Tea is an extremely popular beverage around the world, coming in second to coffee as the most popular beverage in the world. When one thinks of tea, they may think of sitting back and relaxing in a comfortable armchair, cozying up to a roaring fire and then indulging in a warm, chewy chocolate chip cookie. Since first being discovered in China around 2000 BC, tea has evolved into a lucrative, worldwide market that has created some expensive teas most people wouldn’t dream of buying, let alone drinking.
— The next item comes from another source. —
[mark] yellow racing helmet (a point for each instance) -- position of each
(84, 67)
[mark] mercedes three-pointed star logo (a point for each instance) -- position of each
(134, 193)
They don’t think about pandas and certainly not panda poo.

But, turns out, it’s all about the panda dung. Wildlife expert and Sinchuan University lecturer An Yashi is debuting a special blend of green tea that is expected to go for as much as approximately $35,000 per pound, Australia’s SBC.com reported. It’s fertilized using panda excrement.

Yashi has taken to collecting panda droppings from the Panda Breeding and Research Center in Chengdu, Pravda reported.

Call it what you will, but the panda excrement, dung or plain old poo, is to be used for the fertilization of what is the world’s most expensive tea. Turns out panda excrement is loaded with various vitamins and minerals that come from bamboo – what pandas primarily eat.
According to Yashi, those important nutrients end up in the tea through that fertilization process. And he plans to sell it for up to $36,000 a pound, or nearly $80,000 a kilogram, according to various reports

The tea is priced at 10 times the price of Zhu Ye Qing, which was formerly the most expensive tea in the world.

Pandas have a very poor digestive system and only absorb about 30 per cent of everything they eat. That means their excrement is rich in fibers and nutrients. It is packed with cancer fighting nutrients.

Priced at $35,000 per pound, the tea is likely to stay on the shelf unless the super-rich latch onto its appeal. According to the Daily Mail it will be sold “accompanied by a special panda-shaped tea set and two wildlife paintings.”

Apart from the Panda poop tea, another most expensive tea in the world, however, is a rare Chinese tea called Tieguanyin, which is priced at £1,700 per kilo (that’s around $1,500/lb). The tea is named after the Buddhist deity Guan Yin (Iron Goddess of Mercy). It’s an oolong tea, meaning its oxidization is somewhere between that of black and green teas. Luckily for anyone who buys this expensive tea, a leaf can be brewed up to seven times before it loses its flavor.